Staff Software Engineer, ML Performance Optimization

Zoox
Summary
Join Zoox's ML Platform team and lead ML Performance Optimization initiatives, making our Training and Inference platform for autonomous driving faster and more efficient. Collaborate with various ML teams at Zoox, including Perception, Prediction, Planner, Simulation, Collision Avoidance, and Advanced Hardware Engineering. Develop and execute a strategic vision for the team, leading the design, implementation, and operation of cutting-edge ML Training and inference performance optimization techniques. Enable engineers to grow their careers through mentorship and guidance. This role offers significant growth opportunities as Zoox expands robotaxi deployments and ventures into new ML domains.

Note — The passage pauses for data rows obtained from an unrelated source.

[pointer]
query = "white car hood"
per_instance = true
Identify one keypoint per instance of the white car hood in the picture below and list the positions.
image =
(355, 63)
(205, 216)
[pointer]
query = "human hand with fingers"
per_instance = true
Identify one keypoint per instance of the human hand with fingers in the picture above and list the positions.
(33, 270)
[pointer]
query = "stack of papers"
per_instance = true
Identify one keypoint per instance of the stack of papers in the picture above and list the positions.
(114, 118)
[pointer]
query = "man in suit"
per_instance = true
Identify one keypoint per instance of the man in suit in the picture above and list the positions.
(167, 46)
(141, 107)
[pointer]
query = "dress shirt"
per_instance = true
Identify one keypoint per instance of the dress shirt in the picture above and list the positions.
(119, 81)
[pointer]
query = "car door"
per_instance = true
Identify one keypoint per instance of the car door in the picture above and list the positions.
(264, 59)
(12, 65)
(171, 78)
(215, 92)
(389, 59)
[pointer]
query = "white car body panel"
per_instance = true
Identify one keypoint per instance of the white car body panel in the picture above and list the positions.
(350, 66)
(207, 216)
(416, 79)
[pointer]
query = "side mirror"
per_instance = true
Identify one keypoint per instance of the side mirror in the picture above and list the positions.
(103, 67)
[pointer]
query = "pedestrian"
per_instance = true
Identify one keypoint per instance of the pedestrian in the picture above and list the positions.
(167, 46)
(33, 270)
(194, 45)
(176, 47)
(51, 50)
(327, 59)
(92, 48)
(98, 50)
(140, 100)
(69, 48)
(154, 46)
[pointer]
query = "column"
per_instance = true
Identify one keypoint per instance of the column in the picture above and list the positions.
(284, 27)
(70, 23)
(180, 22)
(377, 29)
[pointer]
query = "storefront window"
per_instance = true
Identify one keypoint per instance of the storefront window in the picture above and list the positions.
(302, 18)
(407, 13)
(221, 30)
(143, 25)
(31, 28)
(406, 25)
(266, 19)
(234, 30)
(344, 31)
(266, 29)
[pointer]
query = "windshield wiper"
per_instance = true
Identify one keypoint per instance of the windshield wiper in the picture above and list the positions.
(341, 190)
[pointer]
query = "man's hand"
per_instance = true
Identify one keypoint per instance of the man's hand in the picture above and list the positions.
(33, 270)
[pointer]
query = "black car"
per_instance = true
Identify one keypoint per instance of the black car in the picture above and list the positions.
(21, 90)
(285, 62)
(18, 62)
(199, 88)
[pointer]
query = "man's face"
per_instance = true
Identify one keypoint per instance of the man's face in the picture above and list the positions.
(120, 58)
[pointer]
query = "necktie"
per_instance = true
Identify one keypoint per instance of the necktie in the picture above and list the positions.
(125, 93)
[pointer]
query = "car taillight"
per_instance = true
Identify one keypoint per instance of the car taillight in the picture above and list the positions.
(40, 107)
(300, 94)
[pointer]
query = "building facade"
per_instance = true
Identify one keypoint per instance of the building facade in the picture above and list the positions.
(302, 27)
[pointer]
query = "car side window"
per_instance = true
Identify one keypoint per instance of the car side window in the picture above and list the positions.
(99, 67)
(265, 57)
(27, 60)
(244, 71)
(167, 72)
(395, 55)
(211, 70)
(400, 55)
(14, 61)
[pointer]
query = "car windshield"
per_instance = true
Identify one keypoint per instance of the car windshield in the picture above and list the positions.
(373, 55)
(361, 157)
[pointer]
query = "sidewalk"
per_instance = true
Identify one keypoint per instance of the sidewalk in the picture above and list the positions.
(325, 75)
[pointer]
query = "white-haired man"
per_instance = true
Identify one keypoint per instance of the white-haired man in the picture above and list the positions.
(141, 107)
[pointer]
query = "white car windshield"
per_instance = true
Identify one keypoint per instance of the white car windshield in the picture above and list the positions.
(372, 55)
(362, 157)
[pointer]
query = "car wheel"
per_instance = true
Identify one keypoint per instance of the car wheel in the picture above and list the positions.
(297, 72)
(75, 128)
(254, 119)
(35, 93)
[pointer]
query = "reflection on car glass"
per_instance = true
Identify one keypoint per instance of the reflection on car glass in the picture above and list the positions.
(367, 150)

The team builds and operates the base layer of ML tools, deep learning frameworks, and inference systems used by applied research teams for in- and off-vehicle ML use cases.
Requirements
- Strong experience with training frameworks like PyTorch, leveraging GPUs efficiently for distributed model training
- Experience with GPU-accelerated inference using TensorRT, Ray Serve, or similar frameworks
- Experience using profiling tools like NVIDIA's Nsight or PyTorch's Profiler for identifying model training and serving bottlenecks
- Proficient in Python and C++
- Experience with model compression techniques to reduce model size and improve performance
Responsibilities
- Develop and execute a strategic vision for the ML Performance Optimization team to unlock ML innovation in autonomous driving and rider experience
- Lead the design, implementation, and operation of cutting-edge ML Training and inference performance optimization techniques
- Collaborate closely with x-functional teams, including ML researchers, software engineers, data engineers, and hardware engineers, to define requirements and align on architectural decisions
- Enable the engineers in the team to grow their careers by providing technical guidance and mentorship
Preferred Qualifications
- 10+ years of total experience, including 4+ years of working on large-scale model training or inference platforms
- Excellent leadership skills with a demonstrated ability to lead high-performing engineering teams
Benefits
- Paid time off (e.g. sick leave, vacation, bereavement)
- Unpaid time off
- Zoox Stock Appreciation Rights
- Amazon RSUs
- Health insurance
- Long-term care insurance
- Long-term and short-term disability insurance
- Life insurance